While the Circuit Breaker pattern offers numerous advantages, it is important to consider potential downsides when implementing it:

  1. Increased Complexity to the system architecture. The need to manage state transitions, fallback mechanisms, and configuration settings adds complexity to the codebase and may require additional effort for maintenance and troubleshooting.
  2. Overhead and Performance Impact due to the additional checks, state management, and potential fallback executions. This can impact the overall performance of the system, especially in high-throughput scenarios. Careful consideration and testing are necessary to balance the benefits of fault tolerance with the potential performance impact.
  3. Fallback Limitations: Designing effective fallback mechanisms can be challenging. Fallbacks should provide alternative behavior or responses that are meaningful to the user and maintain system functionality.
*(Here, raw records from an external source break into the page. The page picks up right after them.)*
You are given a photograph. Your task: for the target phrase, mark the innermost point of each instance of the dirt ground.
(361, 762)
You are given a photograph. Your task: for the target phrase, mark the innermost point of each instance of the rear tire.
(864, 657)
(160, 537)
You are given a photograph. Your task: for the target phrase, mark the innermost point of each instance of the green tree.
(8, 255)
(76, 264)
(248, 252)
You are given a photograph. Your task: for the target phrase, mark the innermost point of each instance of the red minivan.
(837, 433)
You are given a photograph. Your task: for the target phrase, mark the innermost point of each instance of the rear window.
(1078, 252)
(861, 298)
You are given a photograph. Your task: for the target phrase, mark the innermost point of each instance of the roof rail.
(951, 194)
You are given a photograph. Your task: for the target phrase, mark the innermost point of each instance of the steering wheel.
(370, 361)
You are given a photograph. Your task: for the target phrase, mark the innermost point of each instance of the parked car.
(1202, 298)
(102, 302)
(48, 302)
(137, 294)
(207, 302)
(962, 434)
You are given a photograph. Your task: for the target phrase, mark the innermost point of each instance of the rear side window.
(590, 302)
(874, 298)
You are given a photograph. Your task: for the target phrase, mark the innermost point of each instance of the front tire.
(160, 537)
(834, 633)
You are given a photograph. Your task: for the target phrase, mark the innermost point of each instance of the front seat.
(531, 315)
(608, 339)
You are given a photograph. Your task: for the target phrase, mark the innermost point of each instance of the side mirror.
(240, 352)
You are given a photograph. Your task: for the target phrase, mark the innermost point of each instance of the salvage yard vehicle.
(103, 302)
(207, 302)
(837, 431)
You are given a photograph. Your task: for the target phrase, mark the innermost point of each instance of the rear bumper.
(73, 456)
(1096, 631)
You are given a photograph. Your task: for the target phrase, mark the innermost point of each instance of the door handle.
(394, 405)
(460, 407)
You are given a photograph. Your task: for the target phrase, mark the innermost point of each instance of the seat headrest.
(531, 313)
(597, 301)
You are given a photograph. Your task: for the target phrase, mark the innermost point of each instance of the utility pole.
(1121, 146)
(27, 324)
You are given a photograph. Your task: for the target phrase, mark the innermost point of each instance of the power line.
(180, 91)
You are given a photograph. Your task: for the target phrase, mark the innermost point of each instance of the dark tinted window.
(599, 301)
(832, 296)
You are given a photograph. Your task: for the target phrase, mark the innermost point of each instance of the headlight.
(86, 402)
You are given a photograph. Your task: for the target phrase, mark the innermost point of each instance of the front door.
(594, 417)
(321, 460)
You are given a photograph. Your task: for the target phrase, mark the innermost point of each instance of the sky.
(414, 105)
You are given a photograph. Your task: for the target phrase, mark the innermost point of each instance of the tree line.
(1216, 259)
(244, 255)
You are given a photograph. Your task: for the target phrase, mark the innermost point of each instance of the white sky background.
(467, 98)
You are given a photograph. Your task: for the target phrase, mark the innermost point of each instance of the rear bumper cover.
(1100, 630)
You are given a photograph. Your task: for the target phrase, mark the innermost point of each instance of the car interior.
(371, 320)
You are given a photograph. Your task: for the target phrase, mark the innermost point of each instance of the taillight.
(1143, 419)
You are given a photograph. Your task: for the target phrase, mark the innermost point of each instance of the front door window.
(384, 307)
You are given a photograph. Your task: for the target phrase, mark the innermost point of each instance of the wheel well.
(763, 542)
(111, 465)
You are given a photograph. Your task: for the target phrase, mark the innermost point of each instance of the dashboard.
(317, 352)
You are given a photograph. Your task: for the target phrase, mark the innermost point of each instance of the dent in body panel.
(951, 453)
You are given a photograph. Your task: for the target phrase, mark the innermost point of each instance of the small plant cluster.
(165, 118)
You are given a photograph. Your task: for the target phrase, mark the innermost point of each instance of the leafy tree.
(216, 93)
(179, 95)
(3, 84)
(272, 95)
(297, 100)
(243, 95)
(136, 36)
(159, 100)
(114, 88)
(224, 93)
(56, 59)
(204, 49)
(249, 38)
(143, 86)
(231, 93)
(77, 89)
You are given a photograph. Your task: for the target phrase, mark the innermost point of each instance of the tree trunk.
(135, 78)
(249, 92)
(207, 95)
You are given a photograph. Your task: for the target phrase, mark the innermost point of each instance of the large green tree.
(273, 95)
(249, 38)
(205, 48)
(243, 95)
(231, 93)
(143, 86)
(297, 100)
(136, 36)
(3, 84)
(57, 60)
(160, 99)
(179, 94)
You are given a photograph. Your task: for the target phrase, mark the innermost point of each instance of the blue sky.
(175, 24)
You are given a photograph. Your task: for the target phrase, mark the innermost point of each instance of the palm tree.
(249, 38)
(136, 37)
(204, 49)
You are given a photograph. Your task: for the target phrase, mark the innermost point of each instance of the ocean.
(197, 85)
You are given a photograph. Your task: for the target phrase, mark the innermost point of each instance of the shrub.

  4. Fallback State Maintenance: Maintaining the state of the fallback mechanisms can be challenging. When the Circuit Breaker transitions between states (e.g., from Open to Half-Open), it may be necessary to reset or reevaluate the state of the fallback mechanisms. This state management can introduce additional complexity and potential issues.
  5. Dependency on Configuration: The effectiveness of the Circuit Breaker pattern heavily relies on appropriate configuration settings. Determining optimal thresholds, timeouts, and retry strategies can be challenging and may require careful tuning and testing to ensure the pattern behaves as intended. Incorrect or inadequate configuration can lead to false positives or negatives, impacting the overall system behavior.
  6. Limited Visibility: The pattern adds an extra layer of abstraction, making it difficult to pinpoint the root cause of failures or performance issues. Comprehensive monitoring and logging mechanisms are necessary to gain visibility into the behavior of the Circuit Breaker and underlying services.